Kapitel 23
Sowohl das Donnergrollen als auch das Heulen des Sturmes waren im Inneren des Stollens zu einem wehklagenden Laut geworden, der schmerzhaft in ihren Ohren nachhallte. Die abgestandene, muffig riechende Luft, die ihnen entgegenschlug, wurde kräftig durcheinandergewirbelt, was es aber leider auch nicht besser machte.

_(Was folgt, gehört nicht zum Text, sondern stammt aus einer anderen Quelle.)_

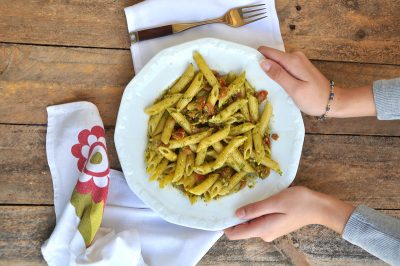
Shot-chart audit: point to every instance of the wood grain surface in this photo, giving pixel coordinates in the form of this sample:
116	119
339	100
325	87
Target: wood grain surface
344	30
23	229
347	167
59	51
33	77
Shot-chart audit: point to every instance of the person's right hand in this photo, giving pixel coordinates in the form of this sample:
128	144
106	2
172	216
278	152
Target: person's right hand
306	85
309	88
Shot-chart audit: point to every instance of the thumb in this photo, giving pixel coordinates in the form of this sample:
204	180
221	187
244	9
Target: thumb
277	73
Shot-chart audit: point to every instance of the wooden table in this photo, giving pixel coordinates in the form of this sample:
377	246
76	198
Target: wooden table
61	51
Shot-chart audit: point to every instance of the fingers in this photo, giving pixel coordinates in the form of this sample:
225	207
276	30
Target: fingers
259	208
277	73
266	227
274	54
296	63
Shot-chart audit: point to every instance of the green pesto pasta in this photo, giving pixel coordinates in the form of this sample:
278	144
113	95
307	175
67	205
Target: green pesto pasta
207	136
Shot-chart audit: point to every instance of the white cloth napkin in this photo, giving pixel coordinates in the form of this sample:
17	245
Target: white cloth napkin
130	233
154	13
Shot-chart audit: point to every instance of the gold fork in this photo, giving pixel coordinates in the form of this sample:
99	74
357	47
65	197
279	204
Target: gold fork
234	17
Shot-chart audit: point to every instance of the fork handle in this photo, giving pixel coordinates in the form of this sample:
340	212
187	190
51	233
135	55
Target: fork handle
153	33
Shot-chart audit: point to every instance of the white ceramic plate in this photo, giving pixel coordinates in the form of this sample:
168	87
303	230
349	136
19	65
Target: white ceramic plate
131	128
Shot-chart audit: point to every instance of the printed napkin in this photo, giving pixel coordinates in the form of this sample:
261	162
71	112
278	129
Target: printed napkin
98	218
154	13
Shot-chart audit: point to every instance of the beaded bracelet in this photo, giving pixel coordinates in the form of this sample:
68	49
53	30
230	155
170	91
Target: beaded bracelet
331	95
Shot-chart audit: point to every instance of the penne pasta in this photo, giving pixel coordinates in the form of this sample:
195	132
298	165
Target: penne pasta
214	138
162	105
268	162
228	111
258	144
169	127
186	77
193	89
208	74
189	164
161	124
205	185
165	180
248	145
213	97
206	134
159	170
233	181
253	107
265	117
241	129
222	157
153	122
180	166
200	157
187	141
233	89
180	119
168	154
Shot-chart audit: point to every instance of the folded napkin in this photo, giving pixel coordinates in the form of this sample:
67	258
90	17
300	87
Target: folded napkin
154	13
127	232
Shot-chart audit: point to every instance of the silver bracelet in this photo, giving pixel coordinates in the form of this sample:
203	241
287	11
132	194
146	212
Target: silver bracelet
331	96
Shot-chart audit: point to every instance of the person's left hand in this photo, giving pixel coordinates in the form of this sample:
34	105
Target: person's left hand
288	211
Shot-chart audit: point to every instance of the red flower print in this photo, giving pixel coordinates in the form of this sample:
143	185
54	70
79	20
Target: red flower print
93	163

Der scharfe Luftzug zerrte an ihrer Haaren und ihrer Kleidung, mit seinem Jammerton aber auch an ihren Nerven. Als die zusammenbrechende Hütte in ihrem Rücken schon nach erschreckend kurzer Zeit von den entfesselten Naturgewalten zerfetzt wurde, blies ihnen eine Sturmbö Splitter und eine erstickende Staubwolke in den Stollen hinterher. Lexz taumelte, als er von mehreren heftigen Windstößen getroffen wurde, und wäre fast zu Boden gegangen.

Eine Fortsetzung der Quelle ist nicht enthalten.